HDD failure, partial file loss, a way to trigger an audit/repair?

Dear fellow SNO’s,

This week I have been graced with two failing hard drives affecting two nodes. I’m working to pull off as much data as possible, and it looks like optimistically I’ll still have some file loss. Like a few gigabytes per terabyte.

(I’m using the traditional piecesstore, so we’re talking millions of files).

Old threads have indicated that there’s nothing to be done, but just in case: is there any way I can trigger an audit or repair process when my nodes come back online? Something to report back to the satellite what files actually exist and which don’t?

It would be nice for two purposes:

  1. Selfishly, maybe a way to avoid node disqualification

  2. Altruistically, a way to inform the network that of the 30 shards of data it had for a file, it’s really only 29 now and to trigger the repair process.

Otherwise, my gameplan is to YOLO it and bring the nodes back on line and just see if they get disqualified over several days.

(as an aside, if anyone knows a way to attempt to recover files off a ZFS drive that won’t even mount any more, let me know!

No, there is no way to trigger audit of the whole repository – audit is already running as fast as possible.

I would not worry about this at all – network fully expects some bits to rot.

What does it mean? Just one drive? or an array?

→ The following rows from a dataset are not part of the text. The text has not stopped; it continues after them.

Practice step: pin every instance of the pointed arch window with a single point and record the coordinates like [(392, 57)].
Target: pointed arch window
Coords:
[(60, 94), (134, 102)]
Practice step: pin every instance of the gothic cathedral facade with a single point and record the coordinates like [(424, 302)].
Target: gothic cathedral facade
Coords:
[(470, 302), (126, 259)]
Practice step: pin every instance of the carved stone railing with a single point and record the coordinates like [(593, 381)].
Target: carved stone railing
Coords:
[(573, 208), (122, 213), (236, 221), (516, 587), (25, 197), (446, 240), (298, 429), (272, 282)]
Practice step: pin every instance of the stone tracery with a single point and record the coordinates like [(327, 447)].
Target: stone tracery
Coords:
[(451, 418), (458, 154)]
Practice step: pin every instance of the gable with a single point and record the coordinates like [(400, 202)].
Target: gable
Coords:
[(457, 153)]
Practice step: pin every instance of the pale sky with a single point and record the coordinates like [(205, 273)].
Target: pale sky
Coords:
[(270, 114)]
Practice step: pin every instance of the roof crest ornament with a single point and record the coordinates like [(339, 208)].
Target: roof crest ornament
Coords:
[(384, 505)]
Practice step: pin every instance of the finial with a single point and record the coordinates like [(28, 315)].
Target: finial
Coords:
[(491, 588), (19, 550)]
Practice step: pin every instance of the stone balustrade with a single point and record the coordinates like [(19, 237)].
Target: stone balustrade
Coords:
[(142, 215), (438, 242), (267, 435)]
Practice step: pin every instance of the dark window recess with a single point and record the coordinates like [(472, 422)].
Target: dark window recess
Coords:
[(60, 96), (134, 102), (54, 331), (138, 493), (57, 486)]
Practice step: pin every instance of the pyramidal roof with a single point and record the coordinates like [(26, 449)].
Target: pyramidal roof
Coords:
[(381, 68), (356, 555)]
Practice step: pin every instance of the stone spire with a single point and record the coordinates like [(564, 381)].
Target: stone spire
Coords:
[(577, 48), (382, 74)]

Are all members present?

1 Like

No.

If you cannot recover the files on your end, then that’s the only way.

I think with a couple GB per TB gone you’ll likely still pass audit checks.

1 Like

Yeah you’ll probably take a small audit hit: but I bet you’ll still be fine. As most data eventually gets deleted… your score can still improve as it goes away and gets replaced.

Yes, literally just one drive. I was operating it as a single independent drive for the node, it just happened to be ZFS. And now it has only a fleeting ability to be brought online.

The other failing, (also independent), drive seems to be doing a good enough job of letting me migrate the data off, but that will take another couple days to finish.

Off-topic: but I can understand SNOs who use parity configs for their nodes. Sure, Storj and their customers may not need it… but it can take years to grow a node: losing one and starting again is painful. The risk isn’t actually that space taken by parity limits your earnings: since so few disks fill.

1 Like

What is output of “zpool status” and “zpool import”?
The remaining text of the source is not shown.